It’s Just a Copy, Right? “or” Who Owns My Culture?
Monday, October 27th, 2008I’ve been thinking a bit about Copyright and Intellectual Property lately. I’ve been thinking about it because I am a creator, and because I think a lot about the creative process. And, because I read The Chronicles of Narnia every so often.
Hmm?
Let me explain. You may remember the scene from The Lion, The Witch and The Wardrobe where Santa Claus shows up, seemingly out of place in the Lewis universe. But, if you read the books, you will see such cross-overs happening quite often. Prince Caspian (the book) features Baccus and other Greek mythology characters. In fact, they play a major role in the story. One of Lewis’ points in the book is to show how God’s truth and beauty shows up across the world’s mythology (and how it can also redeem it). It’s a point that is made more powerful when that mythology actually shows up in Lewis’ story - in recognizable form.
As I read through this, I got to thinking …what if I want to do something similar today? What if I want to include, in my story, the characters of another story? And who are the characters my culture holds dear?
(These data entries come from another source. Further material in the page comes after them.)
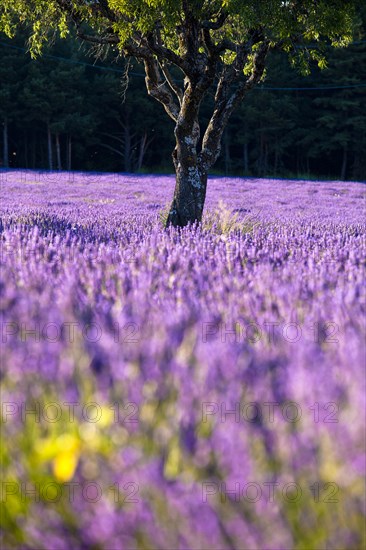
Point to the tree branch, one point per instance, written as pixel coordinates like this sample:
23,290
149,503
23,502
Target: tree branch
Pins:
224,106
157,89
174,86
What are our common mythologies? Star Wars? Buzz and Woody? Neo? What if I decided to have any of these characters walk into my work?
I’d be breaking the law, I imagine. Those characters and mythologies, unlike Baccus, are owned and regulated. They make up my culture, but they don’t belong to me.
Or to you.
So, I am wondering what this means to us? The fact that modern copyright laws will push work we can reference and incorporate and re-create back farther and farther into the past and irrelevance is frustrating to me.
Creativity should sustain and author. But it should never be a cash cow milked to all eternity. After all, once you create one Mickey, you can coast then, right? Why create something else at all?
Anyways, just some thoughts I am thinking. I think this is a major cultural shift (there are no fireside stories any more and no folk-songs we all own and share). We now lived in a borrowed (or paid-for) culture. What mark will that fact make on our own cultural contributions? How is our ability to create affected?
This post was again sparked by listening to Search Engine with Jessie Brown, on CBC. You can read a relevant post, and watch a trailer for a documentary about just this issue, here…
http://www.cbc.ca/searchengine/blog/2008/10/rip_a_remix_manifesto.html#more
Tell me what you think about all of this? Is there value in the “cultural remix”? Should we be free to rework common mythologies and explore the values of those pre-created worlds? Is that a slippery slope?